After reading that book, I contemplated how our educational system views children and reading.  I called a local private school that helps children specifically with reading difficulties.  It was interesting to learn that they don't use any of the assessments mentioned in the books.  The director I spoke with explained that those tests are all for statistical purposes.  As I thought about it more, I realized that our educational system has turned kids into statistics--in more ways than one.

State standardized tests turn kids into group statistics.  But, reading assessments also do this in their own way.  It is as if a child's difficulty with processing alphabetic symbols in particular sequences can be given a number or group of identifying symbols will tell everyone exactly what's wrong and how to fix it.  The problem with approaching reading this way is that every child is unique.  God made them that way.  There are commonalities in their difficulties, but I suspect that no two children are exactly alike.  But, even if they were, should we treat them that way?  Probably not.  Their personalities are different as well as how their brains work.  So, what can we do instead?

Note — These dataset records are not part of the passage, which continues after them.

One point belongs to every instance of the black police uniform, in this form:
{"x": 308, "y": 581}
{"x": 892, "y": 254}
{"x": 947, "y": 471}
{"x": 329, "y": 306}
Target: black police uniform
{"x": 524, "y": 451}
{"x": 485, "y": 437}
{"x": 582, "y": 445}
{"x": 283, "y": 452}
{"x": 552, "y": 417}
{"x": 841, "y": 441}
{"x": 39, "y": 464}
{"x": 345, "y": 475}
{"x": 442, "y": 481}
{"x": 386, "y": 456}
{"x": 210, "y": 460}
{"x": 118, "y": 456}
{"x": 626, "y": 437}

I read a book a few years back that theorized that rather than diagnosing kids, we need to identify their weaknesses and help them learn to cope--to focus in on teaching them the skills they needed.  That book was in regard to mental illness.  But, I think the same might be said of helping a child learn to read.  As I read two different books about dyslexia, I realized that dyslexia covers a wide range of processing disorders.  I even spoke to a dyslexia tutor and she told me that there was no standard program for all of the students the agency she worked for used.  Every tutoring regimen was different based on the needs and struggles of the individual student.

So, where to then?  I realized after I began writing this that my introduction to auditory and visual processing disorders actually came from Melinda Boring's book Heads Up Helping.  I love this book.  I'd highly recommend it to anyone who's child lives with ADD, ADHD, or who struggles with focusing.  Her book taught me that a parent can be the best teacher of a child.  I had thought special education teachers were the best ones to do that.  I'd been indoctrinated by my grad school and public schools about this.  I'd also never known anyone personally who homeschooled a child with a learning disability.  I learned through my conversations with Ms. Boring that you can.  My belief is that God gives us the children who needs us and who we need.  After reading that book, I realized how little I understood about visual and auditory processing disorders when I was teaching and how little I learned in master's program.  I wanted to learn more. 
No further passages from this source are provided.